For the first time in 26 postseason games over the last two Octobers, the Royals blew a save after the sixth inning. Yordano Ventura and early home runs by Ben Zobrist, as the second batter of the game, and Mike Moustakas, on a ball caught by a fan at the top of the centerfield wall and upheld on review, passed a 2–1 lead to the Royals’ top relievers with a man on second and one out in the sixth. Kelvin Herrera did his job, stranding that runner and working a perfect seventh, retiring all five men he faced. However, things went very differently for Ryan Madson in the eighth.
Madson worked scoreless innings in Game 1 and 4 of this series, but had allowed three home runs in the division series against the Astros and seven runs (five earned) in just 1 2/3 innings across four outings against the Blue Jays during the regular season.
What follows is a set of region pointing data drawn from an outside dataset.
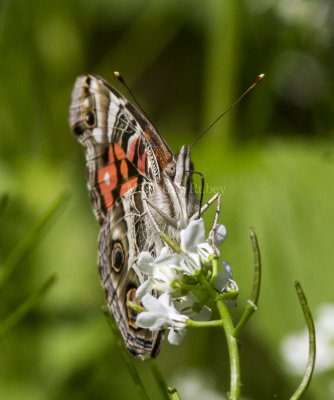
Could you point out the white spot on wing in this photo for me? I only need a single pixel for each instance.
(112, 112)
(98, 134)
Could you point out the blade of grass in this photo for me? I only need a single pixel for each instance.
(30, 240)
(312, 344)
(3, 202)
(164, 390)
(129, 361)
(29, 304)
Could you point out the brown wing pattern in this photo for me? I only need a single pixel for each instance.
(123, 151)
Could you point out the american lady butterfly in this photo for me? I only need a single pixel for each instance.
(137, 188)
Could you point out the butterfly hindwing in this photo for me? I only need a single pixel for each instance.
(123, 151)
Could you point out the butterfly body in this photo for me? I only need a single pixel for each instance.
(137, 188)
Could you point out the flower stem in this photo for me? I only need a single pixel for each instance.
(203, 324)
(214, 271)
(312, 345)
(160, 380)
(233, 350)
(251, 305)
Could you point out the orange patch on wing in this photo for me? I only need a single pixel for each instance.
(130, 184)
(109, 200)
(119, 152)
(111, 155)
(142, 163)
(107, 181)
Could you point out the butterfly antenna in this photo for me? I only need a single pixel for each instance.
(202, 190)
(258, 79)
(121, 79)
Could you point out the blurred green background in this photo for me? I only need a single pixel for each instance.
(273, 156)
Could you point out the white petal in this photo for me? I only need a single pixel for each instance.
(145, 261)
(220, 234)
(204, 251)
(143, 289)
(176, 336)
(165, 274)
(168, 259)
(151, 320)
(151, 303)
(221, 281)
(192, 235)
(227, 269)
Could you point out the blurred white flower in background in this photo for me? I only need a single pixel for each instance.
(294, 348)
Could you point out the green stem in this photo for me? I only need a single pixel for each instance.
(251, 305)
(173, 394)
(203, 324)
(160, 380)
(312, 345)
(214, 271)
(233, 351)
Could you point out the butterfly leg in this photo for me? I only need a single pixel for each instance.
(216, 197)
(166, 217)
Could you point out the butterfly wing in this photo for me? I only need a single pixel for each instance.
(123, 152)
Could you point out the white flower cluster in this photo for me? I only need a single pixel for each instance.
(172, 274)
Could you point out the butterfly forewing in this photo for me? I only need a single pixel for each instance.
(121, 158)
(128, 162)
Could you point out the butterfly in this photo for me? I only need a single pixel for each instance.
(138, 187)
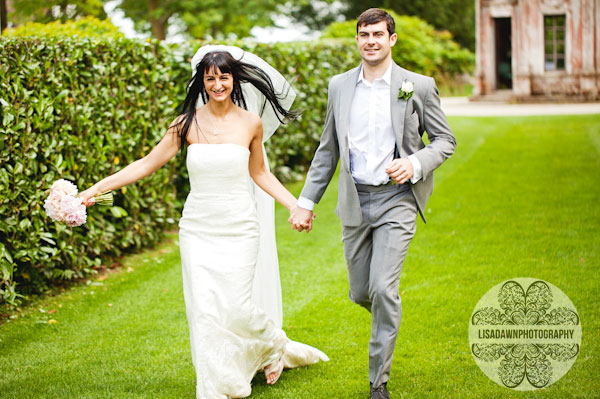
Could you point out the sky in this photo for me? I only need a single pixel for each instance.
(289, 32)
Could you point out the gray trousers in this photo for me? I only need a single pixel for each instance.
(375, 253)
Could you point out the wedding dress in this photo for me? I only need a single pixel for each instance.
(231, 338)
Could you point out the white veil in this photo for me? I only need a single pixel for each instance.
(266, 289)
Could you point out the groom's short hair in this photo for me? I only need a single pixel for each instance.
(376, 15)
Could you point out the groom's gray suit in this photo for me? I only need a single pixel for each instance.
(378, 222)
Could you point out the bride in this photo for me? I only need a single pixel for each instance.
(227, 223)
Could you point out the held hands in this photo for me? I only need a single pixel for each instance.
(301, 219)
(400, 170)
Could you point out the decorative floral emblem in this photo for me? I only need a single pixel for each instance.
(406, 90)
(520, 342)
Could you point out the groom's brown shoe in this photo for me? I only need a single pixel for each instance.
(380, 392)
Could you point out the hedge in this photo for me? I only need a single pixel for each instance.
(81, 109)
(78, 110)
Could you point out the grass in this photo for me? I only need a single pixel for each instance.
(518, 199)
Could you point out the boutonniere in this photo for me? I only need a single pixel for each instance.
(406, 90)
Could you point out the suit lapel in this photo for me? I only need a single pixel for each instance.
(347, 95)
(397, 105)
Here, protecting a one-run lead, he gave up a leadoff single to Ben Revere. Then, after striking out Josh Donaldson looking, gave up a game-tying home run to Jose Bautista, who had homered for the Blue Jays’ first run of the game in the fourth inning.
That home run was less Madson’s fault than it was a credit to Bautista. Bautista’s fourth-inning homer was the hardest-hit ball he hit all year, leaving his bat at 112 mph and traveling 430 feet, and the game-tying shot came on a 97-mph fastball at the top of the strike zone. That’s not a home-run pitch, but it resulted in Madson’s first blown save since May 12, just his third of the year, and the first by a Royals pitcher this postseason.
Moustakas’s game-saving stab
Bautista cut the Royals’ early 2–0 lead in half in the top of the fourth. The following inning, Ventura walked Russell Martin and Kevin Pillar on five pitches each to give the Blue Jays their first runner in scoring position since Revere led off the game with a double and was stranded at second base. Ventura got Ryan Goins and Revere to fly out without the runners advancing for the first two outs of the inning. However, Josh Donaldson jumped on the first pitch he saw from Ventura, a 91-mph cutter, and hit it as hard as he had hit any ball all season in a 41-home run campaign that is likely to land him the MVP award. The exit velocity of that pitch off Donaldson’s bat was 114 mph, harder than either of Bautista’s home runs or any ball the Royals hit off David Price early in the game, which included home runs by Zobrist and Moustakas. However, Donaldson didn’t get the ball up. His shot was a sinking liner to the immediate left of third baseman Moustakas, and Moustakas, showing spectacular reflexes, managed to get his glove in front of it and snag it for an inning-ending out. If that ball got by Moustakas, it likely would have tied the game and brought up Bautista with another runner in scoring position. Instead, it ended the inning and the Blue Jays’ rally, a crucial moment in a game decided by a single run.